【評価段階】
★★★★★──読まねばならない。
★★★★───読んだ方がよい。
★★★────参考程度に。
★★─────暇なら読めば?
★──────見なかった振りで通り過ぎよ。

【M】
Bronislaw Malinowski
B・マリノフスキ『西太平洋の遠洋航海者 メラネシアのニュー・ギニア諸島における、住民たちの事業と冒険の報告』★★★★★(20120210)

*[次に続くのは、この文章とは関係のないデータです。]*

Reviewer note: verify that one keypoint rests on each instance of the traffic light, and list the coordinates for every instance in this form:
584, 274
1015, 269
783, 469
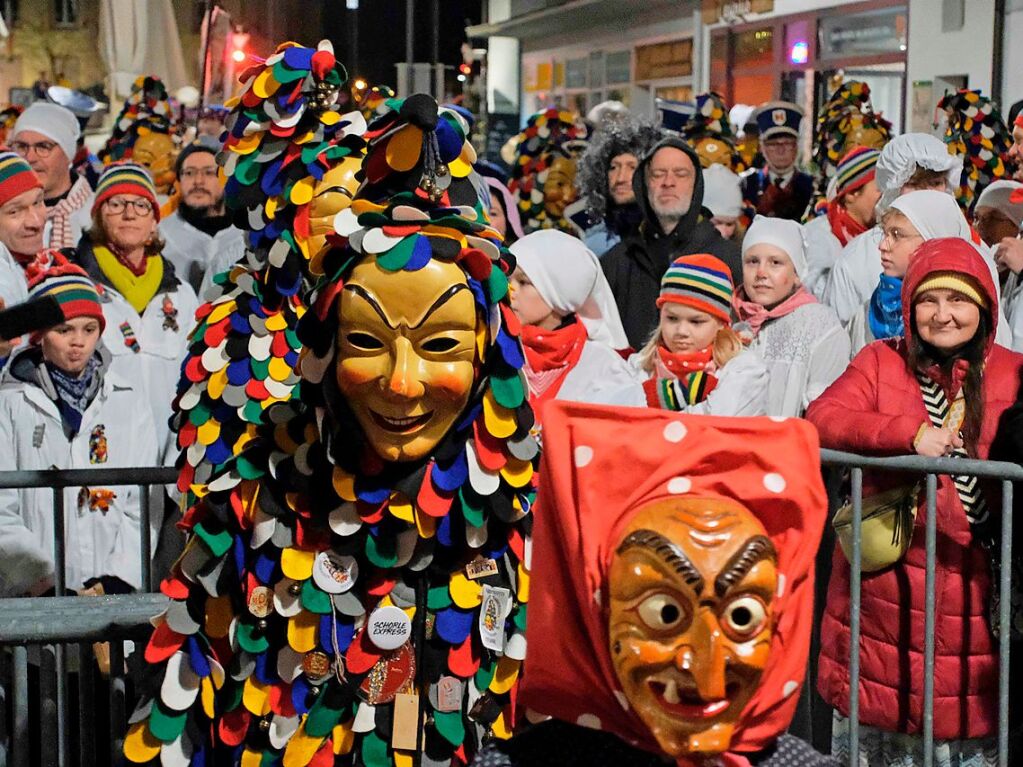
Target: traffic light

Bronislaw Malinowski“Argonauts of Western Pacific,1922”

講談社学術文庫2010
ソウラヴァ(首飾り)とムワリ(腕輪)をそれぞれ逆方向に贈与していく不思議な交易「クラ」。「未開社会の経済人」は、浅ましい利得の動機に衝き動かされる存在なのか? 物々交換とは異なる原理がクラを駆動する。クラ交易は、魔術であり、芸術であり、人生の冒険なのだ。人類学の金字塔が示唆する「贈与する人」の知恵を探求する。(解説・中沢新一)
 文化人類学を多少なりとも学んだ人で、トロブリアンドという島の名と、『西太平洋の遠洋航海者』という書名を聞いたことのない人はあるまい。

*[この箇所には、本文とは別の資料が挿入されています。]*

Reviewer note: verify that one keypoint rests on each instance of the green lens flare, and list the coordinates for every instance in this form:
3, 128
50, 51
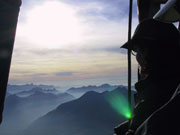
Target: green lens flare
119, 103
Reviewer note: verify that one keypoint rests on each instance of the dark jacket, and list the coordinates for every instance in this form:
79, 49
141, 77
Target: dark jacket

 それもそのはず、本書は文化人類学を歴史学の軛から解放し、フィールドワークに基づく民族誌を共時的視点において考察するという、現代文化人類学の方法的フォーマットを創造した記念碑的著作だからだ。そして言うまでもなく「機能主義人類学」を確立した著作でもある。そして、この書をじっくり読めば、機能主義が実のところは心理学的な文化理解であることがよく分かる。しかもマリノフスキーの語る「住民の心理」は残念ながら実に浅い。それが機能主義の致命的な弱点でもあるだろう。
 とは言え、人類学関係の多様な文献で引用されるトロブリアンド諸島がいかなる場所であるか、そして「クラ」が具体的にはどのようなものであるかを知るには最適の書。また、フィールドワークにおいて記述すべきは何であり、どのように書くかということの最適な手本でもあるだろう。

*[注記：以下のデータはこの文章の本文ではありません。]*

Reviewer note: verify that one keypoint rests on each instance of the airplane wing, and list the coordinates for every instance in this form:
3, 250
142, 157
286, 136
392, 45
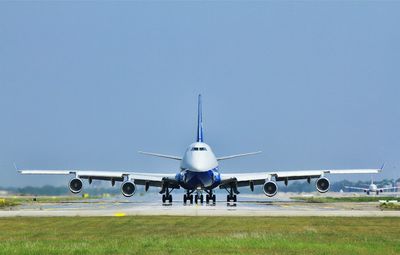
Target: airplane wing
356, 188
247, 179
150, 179
392, 188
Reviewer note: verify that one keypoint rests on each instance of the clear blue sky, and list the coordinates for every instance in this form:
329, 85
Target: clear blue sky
86, 85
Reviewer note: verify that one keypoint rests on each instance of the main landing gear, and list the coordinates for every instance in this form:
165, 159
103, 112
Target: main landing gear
231, 197
210, 197
167, 196
198, 198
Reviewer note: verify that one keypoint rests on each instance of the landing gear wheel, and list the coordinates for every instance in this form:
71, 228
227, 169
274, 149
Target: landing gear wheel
230, 198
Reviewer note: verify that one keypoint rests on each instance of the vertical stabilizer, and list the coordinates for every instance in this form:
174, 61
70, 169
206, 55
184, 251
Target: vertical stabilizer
199, 121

 ただし、これは中央公論社『世界の名著 マリノフスキー/レヴィ=ストロース』に収められた『西太平洋の遠洋航海者』の再編集版である。中央公論社版そのものが抄訳であったのだが、この学術文庫版はそれよりもさらに短い(中央公論社版の第一章が削られている)のは実に残念である。改めて抄訳版を出すくらいなら完訳版を出して欲しいものである。
 さらに中沢新一による解説も良くない。外側よりも内側だ、リニアより螺旋だと、自らの愛する「目に見えないもの」を求めての、相変わらずの空疎なレトリックが踊るだけの文章である。
 ところで、どうでもいいことだが、「マリノフスキー」ではなく「マリノフスキ」と表記するのはいかなる拘りであるのかを知りたい。「マリノフスキ」ではどうにも据わりが悪い。
Karl Marx
カール・マルクス『資本論 第一巻(1)-(4)』★★★★★(20101101)
Karl Marx“Das Kapital,1881”

資本論翻訳委員会訳 新日本出版社1982-3
 したがって、資本は、流通から発生するわけにはいかないし、同じく、流通から発生しないわけにもいかない。資本は、流通のなかで発生しなければならないと同時に、流通のなかで発生してはならないのである。
 こうして、二重の結果が生じた。
 貨幣の資本への転化は、商品交換に内在する諸法則にもとづいて展開されるべきであり、したがって等価物どうしの交換が出発点をなす。いまのところまだ資本家の幼虫として現存するにすぎないわれわれの貨幣所有者は、商品をその価値どおりに買い、その価値どおりに売り、しかもなお過程の終わりには、彼が投げ入れたよりも多くの価値を引き出さなければならない。彼の蝶への成長は、流通部面のなかで行なわれなければならず、しかも流通部面のなかで行なわれてはならない。これが問題の条件である。“ここがロドス島だ、ここで跳べ!”(p283-4)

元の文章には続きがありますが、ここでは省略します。